My purpose here is not to delve into the merits of Mr. Inderwies’ case, as it has just begun. His complaint states a sufficient cause of action for defamation, and if its averments are true, it would demonstrate reprehensible conduct that needs to be redressed. However, the brief statements in initial pleadings simply establish the legal sufficiency of the claims—they are not meant to provide detailed evidence. If the suit proceeds, fact development will take place in the discovery and trial phases of the litigation. At that point, additional material will come to light, including testimony given under oath. If the preponderance of the evidence supports Mr. Inderwies’s claims, he will win. If it does not, he will not.
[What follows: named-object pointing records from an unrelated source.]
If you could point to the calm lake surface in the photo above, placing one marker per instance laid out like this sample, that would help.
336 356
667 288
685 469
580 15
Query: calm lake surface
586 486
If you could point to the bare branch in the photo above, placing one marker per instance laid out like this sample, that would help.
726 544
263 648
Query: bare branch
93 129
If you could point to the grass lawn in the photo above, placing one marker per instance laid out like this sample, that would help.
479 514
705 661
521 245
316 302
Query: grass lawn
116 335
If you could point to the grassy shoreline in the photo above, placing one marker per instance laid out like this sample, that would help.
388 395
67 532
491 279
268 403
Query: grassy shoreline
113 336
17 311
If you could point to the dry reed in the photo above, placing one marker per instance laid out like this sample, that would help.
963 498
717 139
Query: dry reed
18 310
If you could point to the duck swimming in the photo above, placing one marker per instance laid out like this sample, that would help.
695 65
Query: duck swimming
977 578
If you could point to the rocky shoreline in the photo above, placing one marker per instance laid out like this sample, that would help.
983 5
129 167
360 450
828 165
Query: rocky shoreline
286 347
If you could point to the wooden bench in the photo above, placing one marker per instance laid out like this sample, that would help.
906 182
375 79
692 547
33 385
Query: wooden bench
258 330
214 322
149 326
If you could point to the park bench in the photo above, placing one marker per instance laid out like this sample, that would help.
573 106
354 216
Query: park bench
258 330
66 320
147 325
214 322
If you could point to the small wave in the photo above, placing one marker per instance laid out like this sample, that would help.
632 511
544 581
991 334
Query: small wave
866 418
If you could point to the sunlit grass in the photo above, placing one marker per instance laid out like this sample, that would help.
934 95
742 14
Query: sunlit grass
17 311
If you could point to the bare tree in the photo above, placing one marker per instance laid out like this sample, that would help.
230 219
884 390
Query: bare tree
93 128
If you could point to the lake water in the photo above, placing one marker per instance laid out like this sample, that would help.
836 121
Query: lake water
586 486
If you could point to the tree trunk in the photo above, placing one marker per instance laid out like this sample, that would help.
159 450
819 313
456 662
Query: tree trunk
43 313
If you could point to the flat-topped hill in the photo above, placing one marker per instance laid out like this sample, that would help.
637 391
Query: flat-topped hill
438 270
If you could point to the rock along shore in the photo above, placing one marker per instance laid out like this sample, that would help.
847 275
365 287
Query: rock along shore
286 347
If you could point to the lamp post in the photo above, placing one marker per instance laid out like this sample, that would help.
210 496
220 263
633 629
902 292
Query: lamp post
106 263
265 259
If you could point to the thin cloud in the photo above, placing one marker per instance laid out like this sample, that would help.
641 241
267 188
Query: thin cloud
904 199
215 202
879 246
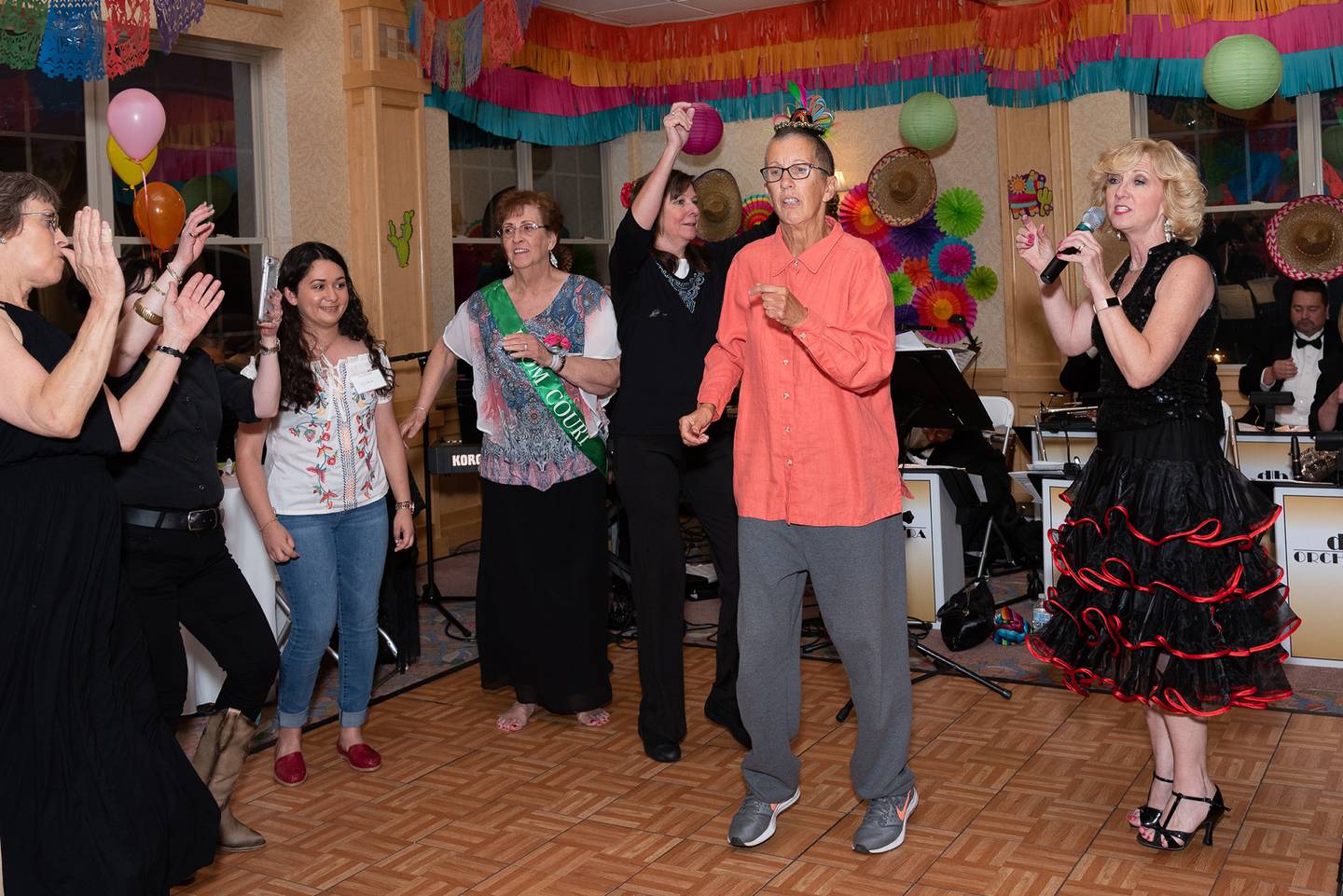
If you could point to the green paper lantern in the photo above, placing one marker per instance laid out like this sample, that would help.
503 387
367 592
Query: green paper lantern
1242 72
927 121
1331 145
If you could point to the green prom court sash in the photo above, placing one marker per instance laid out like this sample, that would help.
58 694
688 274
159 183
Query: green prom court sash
546 380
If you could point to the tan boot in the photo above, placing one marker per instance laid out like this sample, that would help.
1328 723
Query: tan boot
228 751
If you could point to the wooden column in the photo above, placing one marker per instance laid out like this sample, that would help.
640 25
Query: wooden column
388 175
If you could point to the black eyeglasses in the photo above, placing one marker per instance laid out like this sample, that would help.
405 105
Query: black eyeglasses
802 170
52 222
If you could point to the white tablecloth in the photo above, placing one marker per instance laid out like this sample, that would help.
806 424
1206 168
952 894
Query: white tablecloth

Last week another article on this subject appeared in a local news blog that has consistently echoed the stipend impropriety mantra adopted by the current City administration. Unfortunately, that article misconstrued the nature of the legal process set in motion by Mr. Inderwies’s complaint. It also belittled the seriousness of the charges being leveled by characterizing them as a mere “laundry list of grievances,” and then it devoted most attention to exculpatory statements from the defendants and derogatory comments about Mr. Inderwies’s tactics and his counsel. In short, the article discounted the merits of the suit before it had any chance to unfold.

Mr. Inderwies’ case is important if only for the issues it raises about integrity in the Cape May City government, and thus it deserves the due process of the legal system. His claims should not be tried prematurely by journalists, no matter how appealing that may be to some more interested in spin-doctoring than serving justice.

“Trial by press” is inconsistent with our core value that justice is best served through the rule of law.